Che sotto i nostri piedi la terra si muova, e che in alcuni casi gli effetti del movimento possano essere violenti anche qui, da noi, in Emilia Romagna, ce lo eravamo dimenticati. Oggi nessuno può dire più di ignorarlo e questo, non potrà che portare se saremo lucidi e saggi, ad affrontare meglio il futuro. Sia la ricostruzione, che l’eventualità di una nuova emergenza, come ci ha spiegato in questi giorni il prof. Riccardo Caputo, geologo dell’Università di Ferrara.

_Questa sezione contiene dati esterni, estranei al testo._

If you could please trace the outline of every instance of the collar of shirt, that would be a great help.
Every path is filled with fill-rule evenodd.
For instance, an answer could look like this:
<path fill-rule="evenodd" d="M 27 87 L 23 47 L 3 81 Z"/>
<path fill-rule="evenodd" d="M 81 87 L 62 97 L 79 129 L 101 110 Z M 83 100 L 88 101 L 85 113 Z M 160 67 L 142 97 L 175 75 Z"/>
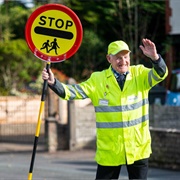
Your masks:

Il 20 maggio scorso abbiamo scoperto di vivere in una zona sismica, rischio basso, che vuol dire terremoti che avvengono a lunghi intervalli di tempo, ma avvengono. Abbiamo imparato che l’Appennino sotto di noi si sta muovendo e che le faglie o fratture che si creano sprigionano un’energia che a noi arriva come scosse sismiche. Sapevamo che il movimento dura nel tempo, che la dorsale sotterranea degli Appennini ha creato due fratture in prossimità di  Finale Emilia e di Mirandola, gli epicentri del 20 e 29 maggio; da ieri sera ci è stato detto a chiare lettere che qualora le scosse riprendessero forza non è escluso che si riattivi la faglia che si trova fra Finale Emilia e Ferrara.

Una affermazione che abbiamo sentito nelle spiegazioni scientifiche fornite in queste settimane da geologi e sismologi, ma che il comunicato di ieri sera della Commissione grandi rischi, per il modo in cui è stato diramato e formulato, ha diffuso in modo vago e brutale, creando più panico che volontà di impegnarsi con lucidità e ragionevolezza nella prevenzione, sia a breve che a lungo termine. Un compito a cui tutti gli emiliani sono stati bruscamente chiamati dai sismi che hanno scosso un’area che pochi o nessuno sapevano fosse a rischio sismico.

E’ necessario puntare sulla prevenzione, sapere come comportarci prima, durante e dopo il terremoto, se viene e quando viene, perché, ormai gli esperti ce lo hanno ripetuto ad oltranza, le previsioni non si possono fare in modo deterministico: dicendo cioè dove, quando e con quale intensità, mentre sulla base di dati storici e statistici, si possono fare previsioni a lungo termine, che ci consentirebbero, se prese sul serio e non dimenticate, dopo la fase dell’emergenza, di non farci cogliere impreparati.